Lewis has been a colorful and controversial figure on the federal bench for 22 years in Northern Virginia. Several lawyers said Tuesday's decision was the bluntest in recent memory involving a U.S. district judge in Virginia. One lawyer, who asked not to be identified, described the appeals court's action as "drastic."
Lewis declined yesterday to discuss the decision.
The latest case involved the April 9, 1981, shooting of Alonzo E. Glascoe, 29, by Roger Isaac Jr., a D.C. detective assigned to the Drug Enforcement Administration at National Airport.
Glascoe, who was paralyzed below the waist in the incident, was convicted by a jury in September 1981 of assaulting Isaac in a fracas in an airport parking lot. Lewis dismissed a drug possession charge against Glascoe for lack of evidence, but sentenced Glascoe to three years in prison on the assault charge.
Glascoe's attorney, John Zwerling, appealed the conviction, arguing that Lewis denied his client a fair trial by hampering Zwerling's attempts to attack Isaac's credibility. The appeals court agreed.
"The credibility of Isaac's version of the assault encounter was obviously the central issue," the court's decision said.

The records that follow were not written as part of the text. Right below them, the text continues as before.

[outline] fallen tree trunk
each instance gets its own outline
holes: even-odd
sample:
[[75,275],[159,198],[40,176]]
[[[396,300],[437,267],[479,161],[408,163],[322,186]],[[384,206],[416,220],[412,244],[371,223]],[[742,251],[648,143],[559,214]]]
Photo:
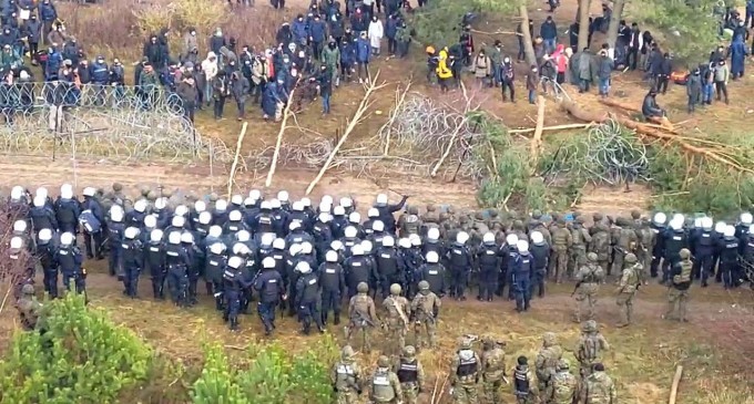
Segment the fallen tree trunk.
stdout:
[[675,132],[673,132],[672,130],[670,130],[665,126],[661,126],[661,127],[658,127],[656,125],[650,126],[648,124],[643,124],[641,122],[632,121],[632,120],[629,120],[629,118],[626,118],[624,116],[620,116],[620,115],[611,116],[610,114],[608,114],[605,112],[584,111],[584,110],[580,108],[579,105],[577,105],[575,103],[568,101],[568,100],[563,100],[560,103],[560,107],[566,110],[571,116],[575,117],[577,120],[584,121],[584,122],[604,123],[612,117],[615,121],[618,121],[621,125],[623,125],[623,126],[625,126],[630,130],[635,131],[641,136],[659,138],[659,139],[663,139],[663,141],[668,141],[668,142],[674,142],[679,146],[681,146],[681,148],[683,148],[686,152],[703,155],[703,156],[709,157],[710,159],[713,159],[717,163],[721,163],[721,164],[726,165],[728,167],[735,168],[738,172],[745,172],[745,173],[754,174],[754,170],[752,170],[751,168],[744,167],[741,164],[738,164],[738,163],[736,163],[736,162],[734,162],[730,158],[723,157],[720,154],[715,153],[714,151],[706,149],[706,148],[703,148],[703,147],[697,147],[697,146],[694,146],[694,145],[691,145],[691,144],[684,142],[683,138],[681,138],[681,136],[679,136]]

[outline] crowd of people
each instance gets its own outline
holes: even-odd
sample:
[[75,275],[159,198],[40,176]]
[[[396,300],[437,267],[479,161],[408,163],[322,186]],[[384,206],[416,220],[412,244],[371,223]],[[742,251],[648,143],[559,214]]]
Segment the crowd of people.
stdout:
[[[513,370],[517,396],[541,394],[542,402],[560,403],[552,398],[559,389],[573,396],[597,394],[577,389],[589,383],[605,383],[609,389],[600,391],[614,396],[598,362],[601,348],[594,348],[607,346],[597,332],[594,304],[599,288],[611,277],[617,277],[622,314],[618,325],[625,327],[634,320],[638,290],[651,278],[669,287],[663,317],[686,321],[685,302],[694,281],[736,288],[751,280],[754,266],[750,213],[741,214],[735,225],[681,214],[646,218],[633,211],[614,219],[594,214],[589,220],[593,225],[587,226],[584,215],[574,211],[518,216],[435,205],[420,211],[407,205],[408,196],[390,204],[386,194],[364,209],[350,197],[326,195],[315,204],[309,198],[293,200],[285,190],[263,195],[253,189],[226,200],[146,187],[131,196],[114,184],[106,191],[86,187],[82,196],[80,200],[70,184],[61,186],[54,199],[45,188],[31,194],[14,187],[7,201],[9,215],[18,218],[9,258],[23,269],[18,289],[27,328],[33,329],[39,315],[32,304],[37,268],[45,292],[55,298],[60,274],[67,289],[85,292],[85,259],[106,256],[109,273],[123,282],[123,293],[131,298],[137,298],[139,281],[149,276],[153,299],[170,298],[190,308],[197,304],[203,282],[233,331],[255,300],[267,335],[275,331],[277,312],[298,315],[300,331],[309,334],[340,325],[345,311],[346,341],[360,342],[368,351],[373,329],[381,325],[388,335],[385,353],[400,358],[395,377],[386,376],[391,369],[387,359],[378,361],[380,374],[393,382],[374,383],[370,391],[374,397],[388,397],[375,398],[385,403],[395,397],[411,402],[411,394],[421,391],[419,370],[409,365],[416,364],[418,350],[437,346],[444,299],[462,301],[476,290],[480,301],[513,300],[516,311],[524,312],[532,294],[544,296],[548,282],[573,281],[574,321],[585,321],[584,339],[590,340],[584,346],[591,346],[575,351],[581,383],[567,377],[569,364],[562,361],[562,350],[553,348],[551,333],[537,358],[536,377],[528,375],[527,358],[519,358]],[[409,328],[415,345],[406,344]],[[476,397],[480,380],[485,391],[498,397],[493,402],[500,402],[505,360],[489,355],[500,355],[502,345],[492,336],[482,340],[481,358],[465,338],[452,362],[459,403]],[[343,360],[353,362],[350,345]],[[570,390],[557,384],[558,374],[572,384]],[[338,395],[354,398],[361,391],[353,366],[336,366],[333,377]]]

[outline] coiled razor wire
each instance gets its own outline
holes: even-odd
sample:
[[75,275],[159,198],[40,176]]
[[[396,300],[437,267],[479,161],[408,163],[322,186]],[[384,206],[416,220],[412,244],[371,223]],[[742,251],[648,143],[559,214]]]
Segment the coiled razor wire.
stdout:
[[120,160],[232,158],[224,143],[203,138],[186,120],[177,94],[159,86],[0,84],[1,152],[63,154],[74,147],[82,157]]
[[394,114],[391,124],[377,136],[383,147],[390,142],[391,155],[403,157],[393,160],[403,172],[429,174],[457,133],[441,172],[466,178],[482,177],[486,168],[472,158],[472,148],[483,134],[468,116],[420,94],[411,94]]
[[652,179],[646,145],[612,120],[563,144],[543,175],[550,184],[564,175],[610,185]]

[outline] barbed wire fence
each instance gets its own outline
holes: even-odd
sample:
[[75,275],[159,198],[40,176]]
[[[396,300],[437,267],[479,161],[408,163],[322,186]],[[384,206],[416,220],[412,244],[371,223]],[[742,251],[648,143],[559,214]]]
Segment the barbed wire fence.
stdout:
[[224,143],[203,137],[181,97],[159,86],[0,84],[0,153],[227,162]]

Zwerling contended in his appeal that he was trying to show the jury that Isaac had given differing versions of the incident to DEA and FBI agents shortly after the shooting and that those accounts also varied from Isaac's testimony at the trial.
Nearly every attempt to do so "was met with resistance by the trial judge," Zwerling complained.
Among the comments faulted by the higher court were remarks by Lewis that, "We are not here to determine whether a policeman lied," and "Isaac's credibility is not on trial here."
Although Lewis instructed the jury that Isaac's testimony should not be given extra weight because he was a police officer, the court said, Lewis also added: "You evaluate, weigh Isaac's credibility and believability as you would if it was a minister on the stand."
Zwerling's objection to all three remarks was "well taken," the court said.